Human Genetics, Wellcome Sanger Institute, Hinxton, UK.
European Molecular Biology Laboratory, European Bioinformatics Institute (EMBL-EBI), Hinxton, UK.
Nat Genet. 2019 Feb;51(2):343-353. doi: 10.1038/s41588-018-0322-6. Epub 2019 Jan 28.
Loci discovered by genome-wide association studies predominantly map outside protein-coding genes. The interpretation of the functional consequences of non-coding variants can be greatly enhanced by catalogs of regulatory genomic regions in cell lines and primary tissues. However, robust and readily applicable methods are still lacking by which to systematically evaluate the contribution of these regions to genetic variation implicated in diseases or quantitative traits. Here we propose a novel approach that leverages genome-wide association studies' findings with regulatory or functional annotations to classify features relevant to a phenotype of interest. Within our framework, we account for major sources of confounding not offered by current methods. We further assess enrichment of genome-wide association studies for 19 traits within Encyclopedia of DNA Elements- and Roadmap-derived regulatory regions. We characterize unique enrichment patterns for traits and annotations driving novel biological insights. The method is implemented in standalone software and an R package, to facilitate its application by the research community.

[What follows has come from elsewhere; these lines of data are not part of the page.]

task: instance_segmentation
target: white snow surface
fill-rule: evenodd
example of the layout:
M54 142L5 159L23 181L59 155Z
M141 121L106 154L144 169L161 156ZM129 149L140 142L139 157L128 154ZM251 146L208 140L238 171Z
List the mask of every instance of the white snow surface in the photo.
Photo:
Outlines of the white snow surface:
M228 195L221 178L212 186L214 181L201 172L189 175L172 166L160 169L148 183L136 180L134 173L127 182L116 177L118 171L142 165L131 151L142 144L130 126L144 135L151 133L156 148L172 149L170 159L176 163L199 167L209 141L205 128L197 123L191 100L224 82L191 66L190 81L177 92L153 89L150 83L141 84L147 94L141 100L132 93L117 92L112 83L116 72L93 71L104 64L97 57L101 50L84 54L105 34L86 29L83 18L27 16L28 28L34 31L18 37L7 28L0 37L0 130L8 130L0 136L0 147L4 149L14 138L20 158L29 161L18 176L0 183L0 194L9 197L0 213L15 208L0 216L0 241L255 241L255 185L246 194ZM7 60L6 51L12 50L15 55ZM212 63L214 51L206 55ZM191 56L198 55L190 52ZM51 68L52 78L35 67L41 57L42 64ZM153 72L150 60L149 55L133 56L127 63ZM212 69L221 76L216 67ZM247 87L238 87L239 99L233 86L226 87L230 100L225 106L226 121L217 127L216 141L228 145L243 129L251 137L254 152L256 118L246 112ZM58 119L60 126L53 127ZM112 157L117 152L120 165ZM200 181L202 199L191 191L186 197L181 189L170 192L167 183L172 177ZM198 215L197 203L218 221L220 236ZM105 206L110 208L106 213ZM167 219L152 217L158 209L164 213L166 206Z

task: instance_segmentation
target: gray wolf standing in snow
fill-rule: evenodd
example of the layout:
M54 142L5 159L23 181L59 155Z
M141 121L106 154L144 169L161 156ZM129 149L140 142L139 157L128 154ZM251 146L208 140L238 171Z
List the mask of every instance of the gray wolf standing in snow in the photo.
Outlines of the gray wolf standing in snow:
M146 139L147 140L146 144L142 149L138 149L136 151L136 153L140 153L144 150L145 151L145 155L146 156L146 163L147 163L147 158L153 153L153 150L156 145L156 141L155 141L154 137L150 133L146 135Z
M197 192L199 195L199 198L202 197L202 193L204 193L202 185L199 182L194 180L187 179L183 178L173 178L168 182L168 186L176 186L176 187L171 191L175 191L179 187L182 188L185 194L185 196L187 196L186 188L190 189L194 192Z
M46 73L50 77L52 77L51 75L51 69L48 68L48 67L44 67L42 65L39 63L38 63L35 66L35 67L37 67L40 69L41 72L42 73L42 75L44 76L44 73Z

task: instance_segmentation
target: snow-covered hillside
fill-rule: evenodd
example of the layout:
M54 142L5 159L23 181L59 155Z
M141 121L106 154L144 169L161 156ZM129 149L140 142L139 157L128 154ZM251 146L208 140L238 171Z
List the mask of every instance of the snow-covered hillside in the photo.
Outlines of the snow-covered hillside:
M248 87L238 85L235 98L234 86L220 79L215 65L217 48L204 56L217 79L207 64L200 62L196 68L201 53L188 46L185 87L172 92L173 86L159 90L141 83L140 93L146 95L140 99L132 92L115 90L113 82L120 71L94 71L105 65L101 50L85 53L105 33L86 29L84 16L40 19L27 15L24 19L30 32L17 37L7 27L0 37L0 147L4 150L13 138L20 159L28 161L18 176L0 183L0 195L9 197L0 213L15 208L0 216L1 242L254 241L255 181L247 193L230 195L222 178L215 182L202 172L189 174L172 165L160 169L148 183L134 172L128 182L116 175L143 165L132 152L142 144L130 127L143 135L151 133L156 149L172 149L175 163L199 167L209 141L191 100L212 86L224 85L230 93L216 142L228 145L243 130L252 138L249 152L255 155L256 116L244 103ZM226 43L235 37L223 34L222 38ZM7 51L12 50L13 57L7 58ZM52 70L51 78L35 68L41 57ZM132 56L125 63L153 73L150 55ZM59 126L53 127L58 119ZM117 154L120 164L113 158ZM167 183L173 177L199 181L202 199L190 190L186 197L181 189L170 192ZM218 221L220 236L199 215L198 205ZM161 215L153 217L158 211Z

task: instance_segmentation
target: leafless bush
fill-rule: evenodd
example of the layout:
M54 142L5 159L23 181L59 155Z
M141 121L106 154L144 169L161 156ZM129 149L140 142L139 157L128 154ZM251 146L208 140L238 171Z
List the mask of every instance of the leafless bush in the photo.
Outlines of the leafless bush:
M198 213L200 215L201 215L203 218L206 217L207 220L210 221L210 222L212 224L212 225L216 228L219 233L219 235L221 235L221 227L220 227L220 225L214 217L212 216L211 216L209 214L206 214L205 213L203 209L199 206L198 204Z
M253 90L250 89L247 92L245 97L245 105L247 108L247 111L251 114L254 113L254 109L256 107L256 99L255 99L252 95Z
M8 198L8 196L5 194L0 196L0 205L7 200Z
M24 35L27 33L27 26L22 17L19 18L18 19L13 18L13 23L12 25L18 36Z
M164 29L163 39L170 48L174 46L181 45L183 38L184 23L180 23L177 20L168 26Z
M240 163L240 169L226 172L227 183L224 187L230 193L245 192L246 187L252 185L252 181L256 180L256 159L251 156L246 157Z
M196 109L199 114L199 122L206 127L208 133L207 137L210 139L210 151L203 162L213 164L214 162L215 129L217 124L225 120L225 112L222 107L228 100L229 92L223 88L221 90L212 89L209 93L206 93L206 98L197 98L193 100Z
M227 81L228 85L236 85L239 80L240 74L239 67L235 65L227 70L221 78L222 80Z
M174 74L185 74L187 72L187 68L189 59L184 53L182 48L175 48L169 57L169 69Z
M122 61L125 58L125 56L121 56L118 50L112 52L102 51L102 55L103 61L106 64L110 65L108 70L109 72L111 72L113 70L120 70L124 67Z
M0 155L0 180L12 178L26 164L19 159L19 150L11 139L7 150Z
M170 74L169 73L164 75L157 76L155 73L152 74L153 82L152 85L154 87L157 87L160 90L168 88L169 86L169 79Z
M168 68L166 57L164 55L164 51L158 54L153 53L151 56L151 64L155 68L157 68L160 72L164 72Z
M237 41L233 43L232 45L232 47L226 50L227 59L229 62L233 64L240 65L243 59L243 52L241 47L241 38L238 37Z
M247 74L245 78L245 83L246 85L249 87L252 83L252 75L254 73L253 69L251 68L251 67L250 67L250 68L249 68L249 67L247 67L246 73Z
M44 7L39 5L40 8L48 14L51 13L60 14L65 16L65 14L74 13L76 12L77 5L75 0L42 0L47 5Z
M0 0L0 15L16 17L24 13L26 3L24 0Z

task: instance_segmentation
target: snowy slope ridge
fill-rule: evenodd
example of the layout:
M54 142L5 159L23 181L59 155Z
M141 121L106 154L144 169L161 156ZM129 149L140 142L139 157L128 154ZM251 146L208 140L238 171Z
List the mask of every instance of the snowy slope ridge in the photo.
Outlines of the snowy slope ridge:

全基因组关联研究发现的基因座主要位于蛋白质编码基因之外。细胞系和原代组织中调控基因组区域的目录可以极大地增强对非编码变异功能后果的解释。然而,仍然缺乏稳健且易于应用的方法,无法系统地评估这些区域对疾病或数量性状中涉及的遗传变异的贡献。在这里,我们提出了一种新的方法,利用全基因组关联研究的结果与调控或功能注释来对与感兴趣的表型相关的特征进行分类。在我们的框架内,我们考虑了当前方法没有提供的主要混杂来源。我们进一步评估了全基因组关联研究在 DNA 元素百科全书和路线图衍生调控区域内 19 个特征上的富集情况。我们对特征和注释的独特富集模式进行了描述,这些模式为新的生物学见解提供了驱动力。该方法以独立软件和 R 包的形式实现,便于研究界应用。